In 1914 an exceptionally beautiful mosaic pavement was found beneath what is now Debenhams and presented to Gloucester Museum. It still survives today, having been set into the floor of the museum. This is the only surviving complete (or very nearly complete) mosaic in the city. It gives a hint of how impressive and colourful some of the city’s Roman buildings must have been. Today it can be seen (partly covered by carpet) in the Museum.
During a 1983 excavation next to Commercial Road in Gloucester (on the site of the old Norman Castle) archaeologists found the remains of a tabula board and counters. The set had apparently been dumped in a rubbish pit within the castle, probably after it had been broken. The board originally had a single-piece wooden base made of Ash. The upper sides and panels of the board were entirely covered with bone panels fixed in place by small iron pins, some of which survived. The general layout of the panels follows that of a present-day backgammon board. The 30 counters or Tablesmen are made of Red Deer skull or Red Deer antler (15 of each). All the counters are decorated with carved pictures in relief, each picture is unique with a wide variety of themes including astrological signs and biblical events. The counters are carved in a Norman style, whilst the board reflects an Anglo-Saxon artistic tradition. This is the only complete set ever found, and it is of international importance. The gaming set can be viewed in the museum of Gloucester.
Gloucester is located within an area which, in the late Iron Age, was within the territory of a nation referred to in historic sources as the Dobunni. Coinage was adopted late in the Iron Age in Britain – in the decades leading up to the Roman invasion. The Dodunni themselves are one of the last to adopt coinage in Britain, generally nations nearest to France adopt coinage first and many further north and in the west never produce their own coinage. The Dobunnic coinage appears to have been a copy of (or certainly inspired by) a type of coinage found in Gaul. The Dobunnic coins are characterized by a stylized horse with a tail of three strands ( a motif commonly used by earlier gallic coins and by some other British coins). Of all the southern British nations who adopt coinage – only the Dobunni keep the triple tailed horse design in their later coinage. This is an example of a gold Dobunnic coin (archaeologists refer to these as ‘staters’) you can hopefully see the horse and the three tails. The coins are generally found along the Severn Valley as far south as Camerton in North Somerset extending north into Worcestershire. Extending east to west from the Oxfordshire Cotswolds to the far side of the Forest of Dean – this is thought to represent the general extent of Dobunnic territory.

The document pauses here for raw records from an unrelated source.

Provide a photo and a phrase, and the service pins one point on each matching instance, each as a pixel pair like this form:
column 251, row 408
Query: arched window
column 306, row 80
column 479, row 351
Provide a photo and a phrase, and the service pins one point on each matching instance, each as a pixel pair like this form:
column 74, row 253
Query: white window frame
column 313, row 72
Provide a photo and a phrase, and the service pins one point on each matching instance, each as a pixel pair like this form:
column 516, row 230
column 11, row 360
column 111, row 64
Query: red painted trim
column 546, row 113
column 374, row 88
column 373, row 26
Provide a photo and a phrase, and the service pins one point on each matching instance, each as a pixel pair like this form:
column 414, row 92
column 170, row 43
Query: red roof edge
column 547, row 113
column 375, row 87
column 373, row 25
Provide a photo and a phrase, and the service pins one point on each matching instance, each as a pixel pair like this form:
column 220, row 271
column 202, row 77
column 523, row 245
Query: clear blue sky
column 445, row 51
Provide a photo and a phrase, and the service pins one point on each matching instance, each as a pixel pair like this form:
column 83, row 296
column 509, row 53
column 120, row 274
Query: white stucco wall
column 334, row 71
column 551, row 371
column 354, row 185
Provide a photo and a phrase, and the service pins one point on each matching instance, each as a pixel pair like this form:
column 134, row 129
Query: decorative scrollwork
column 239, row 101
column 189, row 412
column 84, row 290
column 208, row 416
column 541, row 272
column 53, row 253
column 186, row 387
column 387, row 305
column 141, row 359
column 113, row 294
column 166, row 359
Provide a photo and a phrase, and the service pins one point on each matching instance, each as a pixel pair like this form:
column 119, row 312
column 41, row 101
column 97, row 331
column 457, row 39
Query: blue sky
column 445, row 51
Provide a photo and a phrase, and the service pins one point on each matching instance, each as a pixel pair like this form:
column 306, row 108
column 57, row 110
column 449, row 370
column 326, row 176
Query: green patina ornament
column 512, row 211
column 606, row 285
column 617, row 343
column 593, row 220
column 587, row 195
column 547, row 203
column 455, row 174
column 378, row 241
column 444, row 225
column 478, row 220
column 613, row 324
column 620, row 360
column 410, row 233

Found in an excavation off Parliament Street in 2001 – this fascinating object, a Roman glass flask, is in fact incomplete. It would originally have formed a miniature inside a much larger glass vessel. It appears that this larger, outer vessel, has broken at some point and the base of the smaller vessel has been carefully trimmed around the base – to allow the smaller flask to essentially be recycled. This type of coloured flask (known as a ‘snake thread’ flask) are believed to have been made in the Rhineland area of what is now Germany. The flask was found placed within a grave in part of a Roman cemetery which extends along the Southgate area of Gloucester.